Check Dubbo interface timeout records from the application layer to the network layer

Hello, I’m Kun Ge

We often say the interview made rockets, a lot of people to this question, I believe you wouldn’t be able to understand this article interview rocket, this screen problem skills involved to the index, GC, container, and network caught, all the basic skills, such as links to track without these rocket, trying to identify this kind of problem often do not know how to start, this also can answer a lot of friend’s question: Why do you need to learn Java instead of networking, MySQL and other knowledge systems that will make you a better engineer

1. Problem phenomenon

According to the feedback from the product team, the duBBO interface of some members occasionally has abnormal timeout, and the time is irregular, almost every day. The error of timeout of the product and service is shown in the following figure:

The timeout interface takes only 4-5 milliseconds on average. Check the interface configuration of Dubbo. The timeout period for invoking the member interface is one second. The failure policy is Failfast.

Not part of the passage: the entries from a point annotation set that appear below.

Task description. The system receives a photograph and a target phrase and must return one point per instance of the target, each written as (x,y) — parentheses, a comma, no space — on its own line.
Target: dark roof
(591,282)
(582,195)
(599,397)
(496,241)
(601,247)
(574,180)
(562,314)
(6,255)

The member deployed a total of 8 machines, all are Java applications, Java version using JDK 8, all run in the Docker container.

Ii. Problem analysis

At first, I thought it was just a simple interface timeout and started to troubleshoot. First look at the interface logic, just a simple database call that wraps the parameter return. SQL takes an index query and should return quickly.

As a result, the elapsed logs printed by ElapsedFilter, the interceptor that searches for Dubbo (ElapsedFilte R is one of the extension points of the Dubbo SPI mechanism, which prints the elapsed time of any interface over 300 milliseconds), part of the elapsed time of this interface is indeed very long.

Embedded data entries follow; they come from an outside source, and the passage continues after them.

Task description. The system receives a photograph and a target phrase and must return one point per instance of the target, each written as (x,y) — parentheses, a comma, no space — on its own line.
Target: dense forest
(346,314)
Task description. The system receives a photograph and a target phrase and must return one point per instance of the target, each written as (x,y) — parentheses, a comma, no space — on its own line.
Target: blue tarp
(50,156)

Query the slow SQL platform of the database, and no slow SQL is found.

1. Database timeout?

It is suspected that obtaining the database connection takes time. Call database query in the code can be divided into two steps, to obtain database connection and SQL query, slow SQL platform monitoring SQL execution time, since the slow SQL platform did not find, it may be a long time to establish the connection.

The Druid connection pool is used in the application. The connection to the database is established during initial use, rather than every SQL query. Druid initial-size = 5; max-active = 50; min-idle = 1; Druid initial-size = 5; max-active = 50; It takes a long time.

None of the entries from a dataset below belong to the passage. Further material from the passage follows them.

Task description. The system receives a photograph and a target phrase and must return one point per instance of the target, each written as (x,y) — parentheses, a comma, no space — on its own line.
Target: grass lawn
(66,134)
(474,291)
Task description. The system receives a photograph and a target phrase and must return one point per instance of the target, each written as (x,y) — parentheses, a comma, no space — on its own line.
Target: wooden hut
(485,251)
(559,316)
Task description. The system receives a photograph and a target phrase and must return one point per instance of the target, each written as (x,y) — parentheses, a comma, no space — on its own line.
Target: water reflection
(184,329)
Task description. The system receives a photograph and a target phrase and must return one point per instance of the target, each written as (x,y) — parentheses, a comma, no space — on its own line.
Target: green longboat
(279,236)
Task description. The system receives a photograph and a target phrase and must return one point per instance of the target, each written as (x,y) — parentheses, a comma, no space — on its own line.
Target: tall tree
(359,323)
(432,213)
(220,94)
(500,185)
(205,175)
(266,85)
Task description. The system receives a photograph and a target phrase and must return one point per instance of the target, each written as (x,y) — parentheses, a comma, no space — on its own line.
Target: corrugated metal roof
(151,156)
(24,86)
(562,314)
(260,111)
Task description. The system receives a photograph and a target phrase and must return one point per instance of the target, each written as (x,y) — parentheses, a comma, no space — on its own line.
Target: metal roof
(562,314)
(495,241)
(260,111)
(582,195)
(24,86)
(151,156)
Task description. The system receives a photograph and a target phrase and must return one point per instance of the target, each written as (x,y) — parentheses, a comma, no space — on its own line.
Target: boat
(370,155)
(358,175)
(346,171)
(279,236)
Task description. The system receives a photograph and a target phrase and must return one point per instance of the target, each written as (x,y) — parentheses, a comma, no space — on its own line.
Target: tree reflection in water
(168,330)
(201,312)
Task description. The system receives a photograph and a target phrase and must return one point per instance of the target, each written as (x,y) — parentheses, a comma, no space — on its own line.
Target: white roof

Therefore, change min-idle to 10, add the Druid connection pool usage log, and print the number of active connection pools every three seconds.

After the change goes online, a timeout still occurs. When the timeout occurs, check the connection pool log, and the connection number is normal and does not fluctuate.

2. The STW?

Therefore, the time – consuming logs generated by ElapsedFilter have disappeared. Because the logs were printed at the entry and exit of the business method, and before and after the database operation, the entire business operation was found to be extremely short, all in milliseconds.

However, an error is reported when the calling end starts to timeout after a period of time. Instead of calling one interface, it calls several interfaces at the same time. In addition, several machines on the calling end report timeouts at the same time (see filtering hostname on the ELK platform), while the same machine provides service timeouts.

This makes it clear that at some point in time something global happened on one of the machines providing the service causing almost all interfaces to time out.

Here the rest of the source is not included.